Beant Singh and the Return of the Akalis
The badly splintered Akalis decided to boycott the state assembly elections scheduled for November 1991. Initially, even the Congress was against participation, but it later changed its mind. All Akali parties, except the Shiromani Akali Dal (Panthic), led by Capt. Amarinder Singh, boycotted the polls. Nobody was surprised when the Congress party swept the elections. Unlike the Akalis, Congress Chief Minister Beant Singh did not need to mix politics with religion. Nor did he ever consider it necessary to appease the hardliners. Having come to power through an election in which less than one-fifth of the electorate participated, Beant Singh was not even accountable to many political lobbies of Punjab. His DGP complimented him for giving a ?free hand? to the police, and for the first few years of his tenure, the army stayed in control of the countryside.

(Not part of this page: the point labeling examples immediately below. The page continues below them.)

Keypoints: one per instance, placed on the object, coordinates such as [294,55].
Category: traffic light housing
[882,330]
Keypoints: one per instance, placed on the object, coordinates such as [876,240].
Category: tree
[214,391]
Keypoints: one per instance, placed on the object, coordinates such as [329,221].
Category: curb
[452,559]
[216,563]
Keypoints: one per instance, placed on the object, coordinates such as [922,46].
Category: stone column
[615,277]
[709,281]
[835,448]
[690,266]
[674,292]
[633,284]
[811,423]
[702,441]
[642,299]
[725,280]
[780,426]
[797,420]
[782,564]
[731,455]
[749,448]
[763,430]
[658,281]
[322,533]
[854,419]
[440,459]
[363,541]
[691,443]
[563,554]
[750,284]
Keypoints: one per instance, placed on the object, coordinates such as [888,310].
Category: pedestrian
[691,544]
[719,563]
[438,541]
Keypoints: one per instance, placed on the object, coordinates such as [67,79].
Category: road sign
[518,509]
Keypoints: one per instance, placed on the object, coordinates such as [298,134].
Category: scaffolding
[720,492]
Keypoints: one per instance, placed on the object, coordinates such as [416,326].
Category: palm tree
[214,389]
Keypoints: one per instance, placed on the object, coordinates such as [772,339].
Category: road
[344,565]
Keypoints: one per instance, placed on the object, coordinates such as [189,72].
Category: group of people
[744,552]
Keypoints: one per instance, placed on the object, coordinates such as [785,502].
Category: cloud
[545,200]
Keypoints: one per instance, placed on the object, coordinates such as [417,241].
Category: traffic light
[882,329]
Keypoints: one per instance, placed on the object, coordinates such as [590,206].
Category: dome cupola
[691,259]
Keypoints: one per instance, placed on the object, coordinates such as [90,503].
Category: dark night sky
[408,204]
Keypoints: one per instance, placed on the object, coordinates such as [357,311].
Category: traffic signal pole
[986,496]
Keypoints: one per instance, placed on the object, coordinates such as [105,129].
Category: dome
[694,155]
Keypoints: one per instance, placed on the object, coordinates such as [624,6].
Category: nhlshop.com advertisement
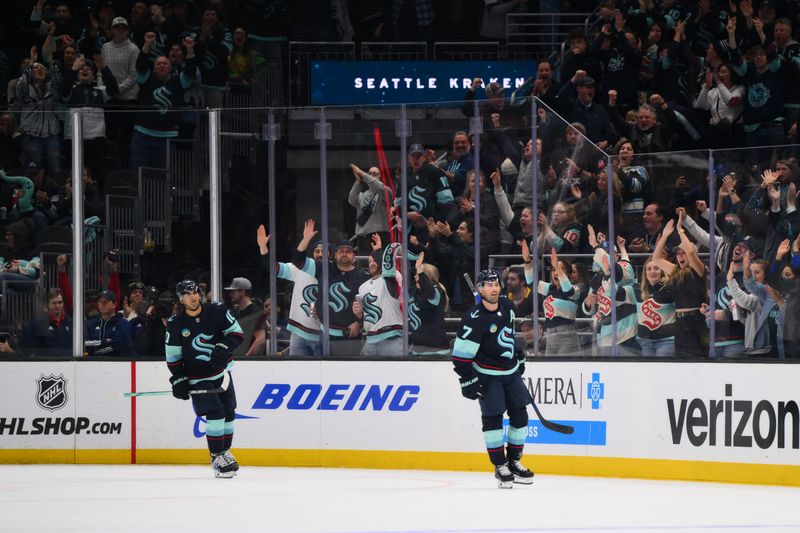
[63,405]
[657,412]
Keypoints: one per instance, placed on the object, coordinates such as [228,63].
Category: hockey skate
[231,460]
[505,479]
[521,474]
[221,467]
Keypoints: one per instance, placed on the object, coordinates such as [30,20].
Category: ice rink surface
[141,498]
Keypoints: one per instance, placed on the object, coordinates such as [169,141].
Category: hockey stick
[552,426]
[214,390]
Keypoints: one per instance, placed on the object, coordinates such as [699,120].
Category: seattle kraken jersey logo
[199,344]
[338,294]
[372,313]
[162,97]
[417,202]
[414,322]
[506,337]
[758,95]
[309,298]
[209,61]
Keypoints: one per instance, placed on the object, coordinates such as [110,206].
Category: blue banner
[396,82]
[587,433]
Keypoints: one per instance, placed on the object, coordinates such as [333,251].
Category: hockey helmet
[186,286]
[488,275]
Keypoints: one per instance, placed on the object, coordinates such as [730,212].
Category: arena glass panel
[36,220]
[665,281]
[158,216]
[366,316]
[755,202]
[440,147]
[571,195]
[273,165]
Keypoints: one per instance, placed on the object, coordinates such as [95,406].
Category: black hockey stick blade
[226,380]
[552,426]
[193,392]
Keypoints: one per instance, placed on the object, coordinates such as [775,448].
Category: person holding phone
[5,344]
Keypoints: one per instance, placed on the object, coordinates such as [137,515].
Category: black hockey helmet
[186,286]
[488,275]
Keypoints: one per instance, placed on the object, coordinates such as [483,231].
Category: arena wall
[734,422]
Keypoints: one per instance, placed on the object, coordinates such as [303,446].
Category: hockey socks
[228,434]
[215,435]
[494,445]
[516,442]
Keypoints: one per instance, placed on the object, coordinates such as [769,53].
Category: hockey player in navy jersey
[490,371]
[200,340]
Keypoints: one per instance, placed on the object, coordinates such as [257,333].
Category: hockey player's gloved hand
[180,387]
[219,356]
[471,388]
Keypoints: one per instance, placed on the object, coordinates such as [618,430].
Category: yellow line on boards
[401,460]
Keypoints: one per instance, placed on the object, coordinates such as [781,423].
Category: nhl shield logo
[51,392]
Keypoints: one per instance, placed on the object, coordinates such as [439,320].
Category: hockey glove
[471,388]
[220,355]
[180,387]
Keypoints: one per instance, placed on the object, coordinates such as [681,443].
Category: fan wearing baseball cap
[108,334]
[239,295]
[344,279]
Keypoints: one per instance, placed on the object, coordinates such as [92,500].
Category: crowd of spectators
[656,78]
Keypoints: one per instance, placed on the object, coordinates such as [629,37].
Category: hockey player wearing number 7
[490,371]
[200,340]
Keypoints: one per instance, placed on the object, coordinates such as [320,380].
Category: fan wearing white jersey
[378,303]
[303,325]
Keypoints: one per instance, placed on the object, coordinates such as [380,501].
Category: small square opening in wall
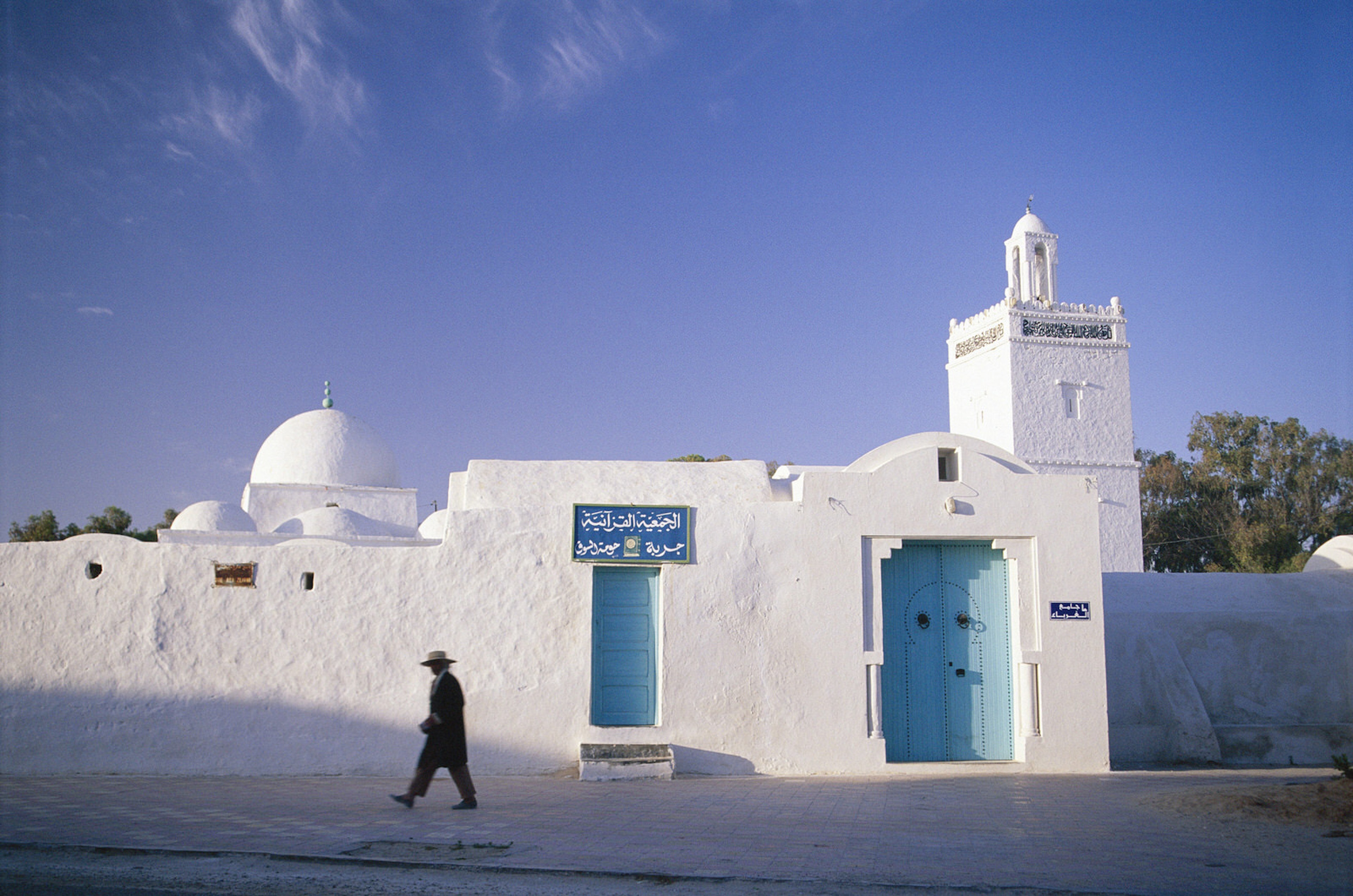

Many analysts believe that the Indian state's victory over terrorism Punjab would not have been a reality without 'unconventional' methods. Hardly any documents or other primary material is available on this. It is hardly surprising that the two DGPs Gill and Ribeiro, who pioneered these methods and established an operational chain of command for encounters, both real and fake, have blacked out this crucial information in their recently-released books on Punjab. However, some light is thrown by the cases brought before the Supreme Court of India and the National Human Rights Commission. The court had, on the basis of some writ petitions, directed the Central Bureau of Investigation (CBI) in 1995 to investigate allegations of mass cremations of victims of police action. The court observed on the basis of the CBI report that there had been flagrant violations of human rights on a mass scale in Punjab. Some of these cases are still pending in various courts, and many police officers fear reprisals for acts which they believe they committed in the national interest, mostly between 1984 and 1994.
The police in Punjab conducted some of its most successful counter-terrorism operations during the early nineties. The list of terrorists killed in police encounters during this period included such big names as Gurjant Singh Budhsinghwala of the KLF, Gurbachan Singh Manochal of the Panthic Committee, and Sukhdev Singh Babbar of the Babbar Khalsa. One of these reasons for this success, according to DGP Gill, was an unprecedented flow of information that the police was beginning to get in the nineties from common villagers. Besides, an unusually large number of underground militants surrendered to the police during the early nineties. By the mid-nineties, the terrorist operations had become fewer and more far between. The last major terrorist operation was the massacre of Hindu bus passengers between Moga and Ludhiana in 1993. One of the last major assassinations took place two years later when Chief Minister Beant Singh's car was blown up outside his office in Chandigarh, most probably by a suicide bomber.
Punjab was largely peaceful when the Akalis, most of their important factions united, and backed by the Bharatiya Janata Party, swept the next round of assembly elections in 1997 under Prakash Singh Badal. Apart from the Congress, the electorate comprehensively rejected hardliners like Simranjit Singh Mann, who had sought a virtual referendum for Khalistan.